В соседки Осси досталась пафосная кривляка Натали, которая забрасывает ее пассивно-агрессивными записками с жалобами на шум, бардак, отсутствие общей зубной пасты и число ящиков в шкафу, которые «захватила» Осень. Прикольный момент: мы оба почти уверены, что Натали, решив, что Осси спит, начинает мастурбировать. Прикол реально пустой, но меня приколол так, что я затребовал кучу подробностей, прежде чем согласиться с теоретическим обоснованием.

Телефон Осси по чему-то чиркает, и она возвращается с бодрым «господибожемой!».

– Хорошее письмо?

– На сегодняшний день – лучшее! – Осси делает глубокий вдох и, смеясь, выдыхает. – Я же рассказывала тебе, что в начале этой недели Понтали приболела?

Едва помню то сообщение: переписываемся мы активно.

– Угу.

– Вот, началось все с этого. Значит, так… «Дорогая Осень! Еще раз спасибо, что принесла мне завтрак. Я же тогда совсем расклеилась! Писать о таком – черная неблагодарность, но мысли не дают покоя, значит, нужно их излить…»

– Господи! – потрясенно восклицаю я и посмеиваюсь, предчувствуя, к чему идет дело.

– «…и вилка, и тарелка были грязными, в крошках. „Она так нарочно?“ – подумала я тогда. Надеюсь, что нет. Да, порой я капризничаю, но мне хочется, чтобы мы с тобой навсегда остались близкими подругами…»

– Девушку серьезно глючит!

– «…вот я и решила спросить прямо. В общем, знай, что я все заметила, и если ты поступила так нарочно, это гадко. Если же это была случайность, прочти и забудь. Ты очень милая.
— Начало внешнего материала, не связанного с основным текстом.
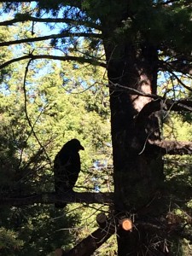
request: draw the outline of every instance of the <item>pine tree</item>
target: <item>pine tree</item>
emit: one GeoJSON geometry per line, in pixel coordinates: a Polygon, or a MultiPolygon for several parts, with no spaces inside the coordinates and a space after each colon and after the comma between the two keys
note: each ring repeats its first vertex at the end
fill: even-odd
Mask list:
{"type": "MultiPolygon", "coordinates": [[[[106,68],[114,216],[119,219],[128,216],[137,224],[132,232],[118,229],[118,253],[169,253],[171,246],[166,241],[172,240],[172,232],[177,233],[177,229],[167,232],[163,228],[167,218],[165,212],[169,209],[163,155],[191,151],[190,143],[162,140],[160,125],[162,113],[190,111],[191,102],[180,98],[173,84],[171,89],[164,90],[164,96],[158,96],[157,78],[159,72],[164,72],[171,80],[178,82],[180,90],[190,90],[182,80],[191,74],[190,1],[58,0],[39,1],[37,4],[38,12],[34,9],[32,14],[36,16],[32,12],[16,14],[15,20],[2,25],[31,20],[34,26],[35,22],[50,22],[49,16],[53,22],[65,24],[58,33],[3,42],[0,46],[51,39],[51,46],[61,50],[62,55],[45,55],[36,49],[19,60],[53,58],[106,68]],[[46,16],[42,18],[44,11],[46,16]]],[[[9,3],[6,9],[16,5],[9,3]]]]}

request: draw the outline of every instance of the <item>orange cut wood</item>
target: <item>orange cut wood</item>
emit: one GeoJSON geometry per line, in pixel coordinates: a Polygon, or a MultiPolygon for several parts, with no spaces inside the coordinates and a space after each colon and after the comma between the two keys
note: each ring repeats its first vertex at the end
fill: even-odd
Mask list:
{"type": "Polygon", "coordinates": [[[132,230],[132,222],[130,218],[124,218],[121,220],[122,229],[128,231],[132,230]]]}

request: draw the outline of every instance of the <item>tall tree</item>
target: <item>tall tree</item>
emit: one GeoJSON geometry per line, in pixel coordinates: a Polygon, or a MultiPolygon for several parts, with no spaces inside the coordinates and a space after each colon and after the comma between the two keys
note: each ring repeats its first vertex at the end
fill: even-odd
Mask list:
{"type": "MultiPolygon", "coordinates": [[[[16,3],[20,2],[31,1],[9,2],[5,8],[20,11],[16,3]]],[[[175,86],[166,88],[163,97],[158,96],[157,77],[160,71],[167,73],[178,81],[179,88],[190,90],[182,79],[182,75],[189,79],[191,74],[190,1],[57,0],[38,1],[37,8],[33,13],[17,13],[15,19],[0,25],[31,20],[34,33],[38,22],[55,23],[55,30],[61,23],[60,32],[1,42],[0,46],[51,39],[52,47],[62,55],[42,55],[35,49],[3,63],[1,67],[23,59],[52,58],[107,69],[115,216],[137,216],[137,222],[141,223],[131,233],[118,230],[118,253],[167,254],[171,248],[166,244],[166,232],[157,229],[158,224],[163,226],[160,219],[168,210],[163,154],[191,151],[190,143],[162,140],[161,114],[171,110],[190,111],[192,103],[189,99],[177,98],[175,86]]]]}

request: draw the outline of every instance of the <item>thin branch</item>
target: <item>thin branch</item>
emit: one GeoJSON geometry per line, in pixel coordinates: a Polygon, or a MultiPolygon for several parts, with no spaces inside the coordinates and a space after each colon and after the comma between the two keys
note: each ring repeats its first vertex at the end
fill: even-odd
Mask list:
{"type": "Polygon", "coordinates": [[[58,39],[58,38],[102,38],[102,34],[99,33],[88,33],[88,32],[62,32],[60,34],[52,34],[49,36],[44,36],[44,37],[38,37],[38,38],[24,38],[20,40],[13,40],[13,41],[8,41],[8,42],[2,42],[0,43],[1,46],[9,46],[13,44],[19,44],[23,43],[33,43],[33,42],[39,42],[39,41],[45,41],[49,39],[58,39]]]}
{"type": "Polygon", "coordinates": [[[68,192],[57,195],[55,193],[43,193],[26,195],[22,196],[15,195],[13,197],[0,196],[0,207],[20,207],[26,205],[54,204],[58,202],[67,203],[86,203],[86,204],[103,204],[113,203],[113,193],[88,193],[88,192],[68,192]]]}
{"type": "Polygon", "coordinates": [[[177,141],[154,142],[151,140],[148,140],[148,148],[151,149],[151,147],[155,147],[163,154],[192,154],[192,143],[177,141]]]}
{"type": "Polygon", "coordinates": [[[86,27],[93,27],[96,29],[100,29],[100,26],[96,23],[90,22],[89,20],[73,20],[67,18],[37,18],[30,16],[29,15],[20,15],[16,18],[4,20],[0,22],[0,26],[9,26],[14,25],[17,22],[25,22],[25,21],[35,21],[35,22],[43,22],[43,23],[67,23],[75,26],[86,26],[86,27]]]}
{"type": "Polygon", "coordinates": [[[27,55],[23,55],[19,58],[15,58],[12,60],[9,60],[2,65],[0,65],[0,69],[6,67],[7,66],[20,61],[23,60],[27,60],[27,59],[32,59],[32,60],[40,60],[40,59],[49,59],[49,60],[56,60],[56,61],[77,61],[79,63],[89,63],[96,66],[100,66],[102,67],[106,67],[106,64],[104,62],[100,62],[96,59],[86,59],[84,57],[77,57],[77,56],[55,56],[55,55],[34,55],[32,54],[29,54],[27,55]]]}
{"type": "Polygon", "coordinates": [[[42,145],[41,142],[39,141],[35,131],[34,131],[34,125],[32,124],[31,120],[30,120],[30,118],[29,118],[29,115],[28,115],[28,112],[27,112],[27,96],[26,96],[26,76],[27,76],[27,73],[28,73],[28,68],[29,68],[29,66],[31,64],[31,62],[32,61],[32,59],[29,60],[26,67],[26,72],[25,72],[25,76],[24,76],[24,81],[23,81],[23,91],[24,91],[24,107],[25,107],[25,113],[26,113],[26,120],[29,124],[29,126],[31,127],[31,130],[32,130],[32,133],[33,134],[34,137],[36,138],[38,145],[40,146],[40,148],[43,148],[47,159],[49,160],[49,165],[50,166],[52,166],[51,165],[51,160],[49,159],[48,154],[47,154],[47,151],[45,150],[44,147],[42,145]]]}

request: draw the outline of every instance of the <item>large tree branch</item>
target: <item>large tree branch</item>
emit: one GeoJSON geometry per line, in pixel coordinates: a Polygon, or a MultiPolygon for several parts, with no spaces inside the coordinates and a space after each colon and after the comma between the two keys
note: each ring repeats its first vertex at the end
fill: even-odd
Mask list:
{"type": "Polygon", "coordinates": [[[25,205],[33,205],[34,203],[54,204],[59,202],[67,203],[112,203],[113,193],[76,193],[70,192],[57,195],[55,193],[32,194],[22,196],[6,197],[0,195],[0,207],[20,207],[25,205]]]}
{"type": "Polygon", "coordinates": [[[70,37],[76,37],[76,38],[102,38],[102,34],[99,33],[89,33],[89,32],[65,32],[59,34],[52,34],[49,36],[44,36],[44,37],[38,37],[38,38],[24,38],[20,40],[13,40],[13,41],[8,41],[8,42],[2,42],[0,43],[1,46],[9,46],[13,44],[19,44],[23,43],[33,43],[33,42],[39,42],[39,41],[45,41],[49,39],[57,39],[57,38],[70,38],[70,37]]]}
{"type": "Polygon", "coordinates": [[[106,67],[106,64],[104,62],[100,62],[98,61],[96,59],[86,59],[85,57],[78,57],[78,56],[56,56],[56,55],[34,55],[33,54],[29,54],[27,55],[23,55],[21,57],[19,58],[15,58],[12,60],[9,60],[4,63],[3,63],[2,65],[0,65],[0,69],[1,68],[4,68],[7,66],[20,61],[23,61],[23,60],[27,60],[27,59],[32,59],[32,60],[40,60],[40,59],[49,59],[49,60],[57,60],[57,61],[77,61],[79,63],[89,63],[91,65],[95,65],[95,66],[100,66],[102,67],[106,67]]]}
{"type": "Polygon", "coordinates": [[[17,15],[15,19],[9,20],[4,20],[0,22],[0,26],[10,26],[17,22],[26,22],[26,21],[34,21],[34,22],[44,22],[44,23],[67,23],[75,26],[85,26],[87,27],[92,27],[100,30],[100,26],[96,23],[90,22],[89,20],[73,20],[69,18],[37,18],[26,15],[17,15]]]}

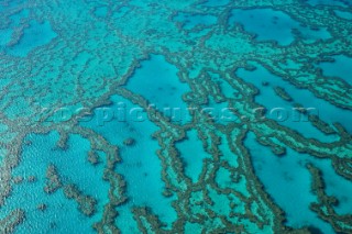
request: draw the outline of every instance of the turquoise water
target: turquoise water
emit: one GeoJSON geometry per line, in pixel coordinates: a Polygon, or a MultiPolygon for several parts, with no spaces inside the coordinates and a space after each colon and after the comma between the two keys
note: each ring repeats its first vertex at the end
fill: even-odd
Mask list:
{"type": "Polygon", "coordinates": [[[244,30],[253,33],[256,40],[275,41],[279,45],[288,45],[295,41],[293,30],[298,30],[302,41],[330,38],[327,30],[312,31],[284,12],[272,9],[234,10],[229,23],[240,23],[244,30]]]}
{"type": "Polygon", "coordinates": [[[351,15],[0,1],[0,233],[352,233],[351,15]]]}

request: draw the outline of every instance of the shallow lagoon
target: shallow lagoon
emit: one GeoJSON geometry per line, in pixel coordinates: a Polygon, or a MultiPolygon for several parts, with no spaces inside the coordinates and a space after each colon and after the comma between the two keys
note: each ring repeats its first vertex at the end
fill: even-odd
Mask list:
{"type": "Polygon", "coordinates": [[[350,233],[340,230],[349,229],[349,219],[338,226],[329,224],[352,213],[346,196],[352,192],[346,179],[351,165],[343,158],[351,153],[348,134],[327,135],[307,121],[272,115],[267,118],[279,125],[261,125],[243,116],[256,104],[293,109],[298,103],[318,107],[330,127],[338,122],[352,133],[350,4],[256,4],[261,7],[229,0],[1,2],[1,224],[21,208],[26,219],[4,224],[15,227],[14,233],[96,233],[91,226],[97,223],[105,232],[116,233],[113,226],[128,234],[279,233],[288,227],[350,233]],[[315,25],[299,22],[297,8],[311,12],[307,18],[315,25]],[[334,62],[315,64],[323,58],[334,62]],[[283,60],[288,60],[286,67],[283,60]],[[285,76],[273,75],[276,65],[285,76]],[[311,67],[306,71],[305,65],[311,67]],[[286,68],[309,77],[314,68],[321,68],[332,80],[331,90],[317,98],[312,90],[319,91],[319,86],[300,79],[299,85],[309,89],[295,87],[296,77],[286,68]],[[277,87],[293,100],[279,97],[277,87]],[[54,110],[85,107],[94,114],[78,122],[33,121],[34,102],[54,110]],[[170,122],[153,122],[147,104],[168,118],[175,116],[173,108],[184,112],[170,122]],[[230,121],[207,121],[206,112],[195,120],[187,110],[230,105],[240,108],[229,113],[230,121]],[[288,130],[302,137],[275,138],[276,132],[288,130]],[[256,142],[253,132],[265,137],[266,131],[276,144],[286,144],[285,155],[278,157],[256,142]],[[61,141],[65,136],[67,141],[61,141]],[[285,138],[293,141],[284,143],[285,138]],[[315,156],[293,149],[301,145],[315,156]],[[345,167],[340,170],[343,177],[331,166],[337,157],[338,166],[345,167]],[[311,191],[317,176],[306,168],[308,163],[321,170],[324,188],[319,191],[311,191]],[[84,215],[63,188],[51,196],[44,192],[50,165],[55,165],[64,187],[74,183],[81,196],[97,200],[92,216],[84,215]],[[36,181],[29,181],[31,176],[36,181]],[[109,197],[113,181],[118,185],[109,197]],[[12,192],[3,194],[7,186],[12,192]],[[128,200],[116,205],[120,191],[128,200]],[[340,201],[332,205],[336,216],[323,221],[309,208],[317,192],[340,201]],[[43,211],[41,203],[47,205],[43,211]]]}

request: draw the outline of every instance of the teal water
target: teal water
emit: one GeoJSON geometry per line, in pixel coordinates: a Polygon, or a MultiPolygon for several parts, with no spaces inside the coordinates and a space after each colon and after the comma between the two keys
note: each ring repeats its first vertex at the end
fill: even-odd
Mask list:
{"type": "Polygon", "coordinates": [[[295,41],[293,30],[298,31],[302,41],[330,38],[326,29],[314,31],[302,26],[284,12],[272,9],[234,10],[229,23],[240,23],[244,30],[253,33],[256,40],[275,41],[279,45],[288,45],[295,41]]]}
{"type": "Polygon", "coordinates": [[[345,0],[0,1],[0,233],[352,233],[351,15],[345,0]]]}
{"type": "Polygon", "coordinates": [[[23,148],[22,166],[13,171],[13,176],[22,176],[24,181],[14,186],[13,196],[7,200],[1,212],[14,208],[22,208],[28,212],[26,221],[18,233],[92,233],[91,224],[101,216],[101,208],[107,202],[108,183],[97,175],[102,176],[102,165],[92,167],[85,157],[90,149],[89,143],[80,136],[73,135],[67,149],[57,148],[58,134],[30,135],[30,145],[23,148]],[[98,212],[91,219],[77,210],[77,203],[67,200],[62,189],[54,194],[44,192],[45,171],[48,165],[54,165],[61,174],[63,183],[75,183],[86,194],[98,200],[98,212]],[[28,181],[34,176],[34,182],[28,181]],[[38,204],[46,204],[45,211],[37,209],[38,204]],[[62,213],[65,212],[65,215],[62,213]]]}

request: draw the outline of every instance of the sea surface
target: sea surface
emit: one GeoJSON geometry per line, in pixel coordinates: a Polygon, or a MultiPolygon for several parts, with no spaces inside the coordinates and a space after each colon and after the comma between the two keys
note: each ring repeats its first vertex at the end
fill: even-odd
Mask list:
{"type": "Polygon", "coordinates": [[[352,233],[352,2],[0,0],[0,234],[352,233]]]}

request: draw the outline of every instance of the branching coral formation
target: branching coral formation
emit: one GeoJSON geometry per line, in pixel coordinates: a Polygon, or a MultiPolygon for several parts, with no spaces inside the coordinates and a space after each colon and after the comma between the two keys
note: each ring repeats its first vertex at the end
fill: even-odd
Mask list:
{"type": "MultiPolygon", "coordinates": [[[[46,171],[45,192],[54,193],[63,187],[66,197],[76,200],[77,208],[88,216],[97,212],[96,207],[101,208],[102,215],[92,226],[98,233],[125,232],[116,219],[118,209],[130,202],[129,185],[117,167],[123,164],[120,148],[135,147],[139,140],[129,137],[113,144],[102,133],[80,123],[87,113],[110,107],[110,98],[119,96],[154,116],[151,122],[158,131],[151,141],[160,145],[155,157],[162,165],[163,196],[173,199],[170,205],[177,212],[175,222],[167,224],[153,208],[134,205],[130,212],[141,233],[309,233],[309,226],[286,225],[284,211],[255,175],[243,141],[254,133],[257,142],[276,155],[285,157],[290,148],[311,157],[329,158],[336,172],[351,180],[351,133],[342,123],[329,123],[304,110],[301,113],[314,127],[336,135],[336,140],[321,142],[306,137],[295,129],[263,118],[253,111],[263,108],[255,101],[260,89],[237,71],[255,70],[255,63],[297,89],[309,90],[341,111],[351,111],[351,83],[339,77],[327,77],[315,66],[330,62],[334,55],[352,57],[351,21],[336,13],[352,13],[351,5],[344,4],[348,3],[312,5],[301,0],[0,1],[3,11],[0,32],[12,31],[0,48],[0,207],[12,196],[11,190],[19,181],[20,177],[14,178],[12,171],[21,165],[29,134],[57,131],[61,134],[57,146],[63,151],[69,136],[76,134],[90,144],[87,160],[94,166],[103,164],[102,179],[110,186],[108,201],[96,201],[80,188],[62,181],[61,171],[54,165],[46,171]],[[288,45],[261,40],[248,32],[245,25],[230,23],[235,9],[278,11],[306,27],[326,29],[330,37],[307,40],[293,30],[294,41],[288,45]],[[199,18],[212,20],[195,20],[199,18]],[[35,47],[28,48],[26,35],[33,36],[34,25],[46,40],[38,40],[35,47]],[[19,53],[22,47],[28,53],[19,53]],[[175,66],[179,81],[189,87],[179,97],[196,110],[190,111],[189,122],[173,122],[150,105],[148,97],[130,88],[134,74],[152,55],[161,55],[175,66]],[[197,111],[221,104],[231,110],[235,121],[222,123],[209,112],[197,111]],[[57,111],[63,109],[69,113],[64,121],[57,111]],[[187,141],[189,131],[197,132],[205,154],[210,156],[202,160],[197,181],[186,175],[186,163],[177,148],[187,141]],[[228,183],[219,182],[223,174],[229,175],[228,183]],[[227,209],[221,209],[222,205],[227,209]]],[[[258,79],[263,80],[263,87],[272,87],[265,77],[258,79]]],[[[284,87],[274,85],[273,89],[294,107],[305,105],[284,87]]],[[[340,215],[334,211],[337,200],[326,194],[319,169],[314,165],[307,167],[318,197],[310,209],[336,232],[351,233],[351,214],[340,215]]],[[[43,208],[40,209],[46,212],[43,208]]],[[[1,213],[0,232],[15,231],[15,226],[25,222],[24,216],[21,208],[1,213]]]]}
Целую и обнимаю, Нат».

– Осси, без дураков, найди себе другую соседку. – Я тру себе лоб. – Рядом с Понтали мой Райкер просто душка!

– Не могу! У нас тут некоторые меняют комнаты, и это полный гемор.

– А с Понтали не гемор?

– Гемор, – соглашается Осси, – но с налетом сюрности, и в этом реальный кайф.

– Нет, письмо о крекерных крошках я понимаю. Я тебе годами про них трындел. Но жаловаться на грязную посуду, когда ей, заболевшей, принесли завтрак в постель?..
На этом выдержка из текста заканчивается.